The agency promises to retrain staff and provide information to all youth in state facilities about their rights and how to report violations. Under the policy, staff are obligated to report violations by colleagues.

The Office of Children and Family Services policy, though, goes beyond simply prohibiting discrimination. It also seeks to make these young people more comfortable with their identities.

For example, it states, "Clinicians should help LGBTQ youth explore their feelings about their gender identity or sexual orientation, along with related issues and questions, in a safe, affirming manner. Clinicians should help youth reduce co-occurring problems or distress related to their gender identity or sexual orientation, and develop their strengths, coping skills, and resiliency."
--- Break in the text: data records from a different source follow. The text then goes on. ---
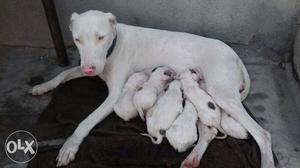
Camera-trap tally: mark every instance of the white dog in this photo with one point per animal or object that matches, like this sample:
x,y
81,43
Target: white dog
x,y
206,135
114,51
183,132
145,98
165,111
233,128
124,107
208,112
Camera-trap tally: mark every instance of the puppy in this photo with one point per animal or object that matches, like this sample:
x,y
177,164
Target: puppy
x,y
208,111
124,107
183,132
165,111
146,96
206,135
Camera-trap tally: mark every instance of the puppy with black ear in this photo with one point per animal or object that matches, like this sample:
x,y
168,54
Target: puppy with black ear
x,y
206,135
165,111
183,132
208,112
124,107
146,96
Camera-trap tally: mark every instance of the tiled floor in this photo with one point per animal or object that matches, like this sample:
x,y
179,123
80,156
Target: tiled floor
x,y
274,98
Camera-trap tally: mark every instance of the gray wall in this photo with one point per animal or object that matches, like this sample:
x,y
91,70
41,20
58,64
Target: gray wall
x,y
272,22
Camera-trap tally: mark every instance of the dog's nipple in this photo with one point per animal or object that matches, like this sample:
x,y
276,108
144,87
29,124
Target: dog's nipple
x,y
211,105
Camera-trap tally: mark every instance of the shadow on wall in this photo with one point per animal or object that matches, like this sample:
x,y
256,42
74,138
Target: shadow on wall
x,y
271,22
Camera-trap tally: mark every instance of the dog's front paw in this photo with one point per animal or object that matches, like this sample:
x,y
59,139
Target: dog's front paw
x,y
67,152
41,89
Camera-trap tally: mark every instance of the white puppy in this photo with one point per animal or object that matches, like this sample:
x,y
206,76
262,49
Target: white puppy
x,y
206,135
147,95
183,132
124,107
208,112
165,111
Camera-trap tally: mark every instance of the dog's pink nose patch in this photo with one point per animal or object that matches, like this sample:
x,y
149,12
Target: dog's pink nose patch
x,y
89,70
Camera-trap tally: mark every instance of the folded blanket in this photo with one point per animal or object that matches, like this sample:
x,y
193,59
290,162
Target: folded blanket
x,y
115,143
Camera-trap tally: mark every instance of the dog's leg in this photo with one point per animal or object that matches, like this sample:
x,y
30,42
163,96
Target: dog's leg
x,y
206,135
68,151
229,101
53,83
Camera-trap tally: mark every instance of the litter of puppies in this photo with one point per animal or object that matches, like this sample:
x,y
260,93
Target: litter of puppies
x,y
176,106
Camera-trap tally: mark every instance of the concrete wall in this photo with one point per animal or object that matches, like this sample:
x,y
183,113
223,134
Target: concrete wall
x,y
272,22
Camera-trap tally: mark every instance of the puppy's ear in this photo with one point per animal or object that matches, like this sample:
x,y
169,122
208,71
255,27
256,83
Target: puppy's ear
x,y
73,17
112,19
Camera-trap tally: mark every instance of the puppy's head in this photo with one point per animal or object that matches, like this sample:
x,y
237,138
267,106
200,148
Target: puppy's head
x,y
163,74
93,33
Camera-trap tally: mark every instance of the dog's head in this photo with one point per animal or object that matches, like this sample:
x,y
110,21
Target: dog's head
x,y
93,33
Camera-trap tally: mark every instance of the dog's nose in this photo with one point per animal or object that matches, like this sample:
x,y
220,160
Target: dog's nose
x,y
89,70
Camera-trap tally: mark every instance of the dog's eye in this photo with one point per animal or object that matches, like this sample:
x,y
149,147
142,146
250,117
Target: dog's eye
x,y
168,73
100,38
192,71
77,40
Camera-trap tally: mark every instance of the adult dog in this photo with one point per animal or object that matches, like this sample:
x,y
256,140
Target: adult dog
x,y
114,51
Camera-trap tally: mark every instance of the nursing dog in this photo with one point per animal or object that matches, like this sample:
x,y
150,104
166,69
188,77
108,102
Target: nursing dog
x,y
114,51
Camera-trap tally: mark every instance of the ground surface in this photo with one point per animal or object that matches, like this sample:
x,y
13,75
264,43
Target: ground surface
x,y
274,98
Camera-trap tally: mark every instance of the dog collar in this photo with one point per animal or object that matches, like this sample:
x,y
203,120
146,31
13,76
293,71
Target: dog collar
x,y
112,47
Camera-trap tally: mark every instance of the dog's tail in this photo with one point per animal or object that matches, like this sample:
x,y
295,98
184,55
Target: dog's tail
x,y
158,140
139,109
246,81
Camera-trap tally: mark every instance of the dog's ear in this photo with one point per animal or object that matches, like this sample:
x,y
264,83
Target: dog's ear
x,y
112,19
73,17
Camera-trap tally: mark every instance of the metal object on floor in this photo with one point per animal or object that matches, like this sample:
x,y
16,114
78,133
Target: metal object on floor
x,y
56,34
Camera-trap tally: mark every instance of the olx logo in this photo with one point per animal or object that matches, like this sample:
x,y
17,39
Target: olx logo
x,y
21,146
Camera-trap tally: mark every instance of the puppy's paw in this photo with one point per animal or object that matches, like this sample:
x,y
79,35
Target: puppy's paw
x,y
191,161
41,89
67,152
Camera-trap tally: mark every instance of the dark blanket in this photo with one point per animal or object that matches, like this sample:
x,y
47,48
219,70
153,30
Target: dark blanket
x,y
114,143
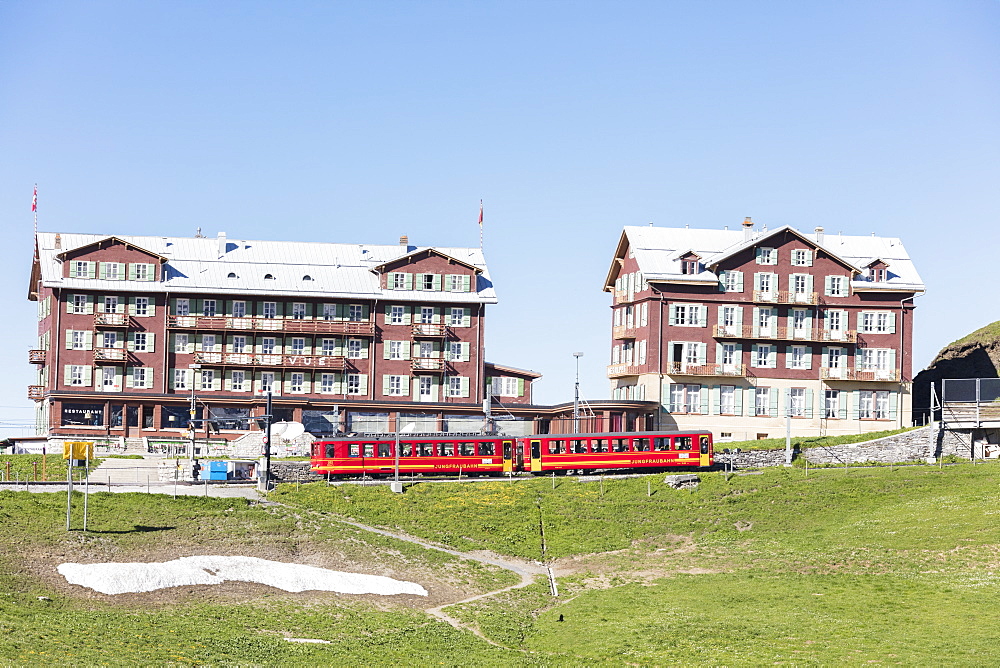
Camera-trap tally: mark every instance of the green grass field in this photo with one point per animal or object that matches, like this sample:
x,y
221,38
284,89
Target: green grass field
x,y
834,567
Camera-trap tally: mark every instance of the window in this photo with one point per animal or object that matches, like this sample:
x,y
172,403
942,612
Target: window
x,y
76,375
836,286
799,357
797,402
267,381
762,401
831,404
727,400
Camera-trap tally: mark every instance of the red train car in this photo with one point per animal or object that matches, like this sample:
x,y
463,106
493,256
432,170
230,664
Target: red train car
x,y
495,455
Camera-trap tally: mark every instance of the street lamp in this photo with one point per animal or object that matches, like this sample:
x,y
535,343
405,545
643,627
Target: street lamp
x,y
576,396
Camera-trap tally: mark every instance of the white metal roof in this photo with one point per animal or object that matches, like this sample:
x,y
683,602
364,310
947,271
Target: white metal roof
x,y
196,264
657,249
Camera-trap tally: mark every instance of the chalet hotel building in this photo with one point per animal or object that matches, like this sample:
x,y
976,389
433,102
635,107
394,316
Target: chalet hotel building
x,y
735,330
347,337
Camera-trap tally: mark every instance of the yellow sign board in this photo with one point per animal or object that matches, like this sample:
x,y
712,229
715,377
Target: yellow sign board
x,y
78,450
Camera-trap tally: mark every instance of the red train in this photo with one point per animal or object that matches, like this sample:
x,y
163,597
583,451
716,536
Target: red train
x,y
496,455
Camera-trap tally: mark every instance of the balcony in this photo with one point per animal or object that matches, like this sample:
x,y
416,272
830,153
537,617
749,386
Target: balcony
x,y
785,333
681,369
785,297
109,355
623,332
291,361
425,330
427,364
621,370
876,375
358,328
111,320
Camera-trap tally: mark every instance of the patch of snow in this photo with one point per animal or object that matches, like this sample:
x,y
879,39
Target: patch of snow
x,y
124,578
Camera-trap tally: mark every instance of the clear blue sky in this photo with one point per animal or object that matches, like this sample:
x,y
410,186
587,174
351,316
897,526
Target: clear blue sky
x,y
362,121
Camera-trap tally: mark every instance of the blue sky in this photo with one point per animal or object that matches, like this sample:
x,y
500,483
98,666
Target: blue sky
x,y
362,121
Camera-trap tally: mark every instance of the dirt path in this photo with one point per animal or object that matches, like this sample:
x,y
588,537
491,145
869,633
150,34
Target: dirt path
x,y
525,569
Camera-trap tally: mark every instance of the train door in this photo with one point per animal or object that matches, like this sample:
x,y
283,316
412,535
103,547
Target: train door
x,y
508,456
536,455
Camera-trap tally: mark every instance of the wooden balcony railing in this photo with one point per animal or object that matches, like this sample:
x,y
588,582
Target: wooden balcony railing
x,y
681,369
785,297
336,363
877,375
111,320
621,370
112,355
785,333
424,329
359,328
427,364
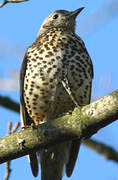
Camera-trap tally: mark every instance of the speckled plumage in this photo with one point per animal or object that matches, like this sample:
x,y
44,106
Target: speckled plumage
x,y
56,75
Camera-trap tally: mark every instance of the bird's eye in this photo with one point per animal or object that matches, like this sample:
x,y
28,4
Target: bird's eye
x,y
55,16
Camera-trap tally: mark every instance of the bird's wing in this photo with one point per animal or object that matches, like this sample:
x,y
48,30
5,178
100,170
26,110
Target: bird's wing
x,y
26,120
75,143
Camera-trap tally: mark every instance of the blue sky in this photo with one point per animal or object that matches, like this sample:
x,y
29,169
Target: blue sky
x,y
98,27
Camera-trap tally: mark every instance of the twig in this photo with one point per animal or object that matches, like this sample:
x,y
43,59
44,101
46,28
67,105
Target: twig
x,y
8,163
83,123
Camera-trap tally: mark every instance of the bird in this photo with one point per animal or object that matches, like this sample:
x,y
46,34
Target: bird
x,y
55,77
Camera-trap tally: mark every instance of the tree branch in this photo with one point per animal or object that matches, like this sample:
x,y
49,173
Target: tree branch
x,y
83,123
107,151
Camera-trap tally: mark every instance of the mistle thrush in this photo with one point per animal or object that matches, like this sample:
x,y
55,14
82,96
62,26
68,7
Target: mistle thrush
x,y
56,75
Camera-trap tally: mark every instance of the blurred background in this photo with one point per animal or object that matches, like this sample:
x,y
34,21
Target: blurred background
x,y
97,25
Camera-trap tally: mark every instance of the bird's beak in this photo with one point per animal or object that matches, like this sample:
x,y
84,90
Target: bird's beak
x,y
76,12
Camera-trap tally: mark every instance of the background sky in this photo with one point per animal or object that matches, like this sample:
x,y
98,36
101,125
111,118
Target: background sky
x,y
98,26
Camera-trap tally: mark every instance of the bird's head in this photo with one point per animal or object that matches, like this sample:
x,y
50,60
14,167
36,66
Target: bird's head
x,y
62,19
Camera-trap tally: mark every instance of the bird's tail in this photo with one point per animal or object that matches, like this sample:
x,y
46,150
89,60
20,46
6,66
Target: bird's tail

LGBTQ Decision-making Committees will have to be established in all facilities. Placement in specialized lesbian, gay of transgender units and facilities will be considered, where appropriate, for individual youth. Also, health care clinicians shall not assume any pathology simply because a youth expresses a particular gender identity or sexual orientation.

In other medical issues, those who may be taking hormones, perhaps in the context of gender reassignment, will be treated in accord with the protocols for the continuation of other prescribed medications.

Staff members have been instructed to use politically correct language and that "homosexual" or "transvestite" are "antiquated and have been replaced with "gay," "lesbian," "bisexual" and "transgender." Morever, each individual may choose a new first name and their preferred pronoun for self-reference. Staff must use those names and pronouns. Residents may wear undergarments of their choice regardless of gender, although uniforms are required for outer clothing. Finally, transgender youth have a right to one-person sleeping quarters and individual showers "to allow for privacy." Presumably that avoids the designation of male or female quarters.

Transgender youth may request either a male or female staff member to perform any necessary strip searches. The request "will be accommodated, whenever possible, considering staffing and safety needs."

Emily Jane Goodman is a New York State Supreme Court Justice.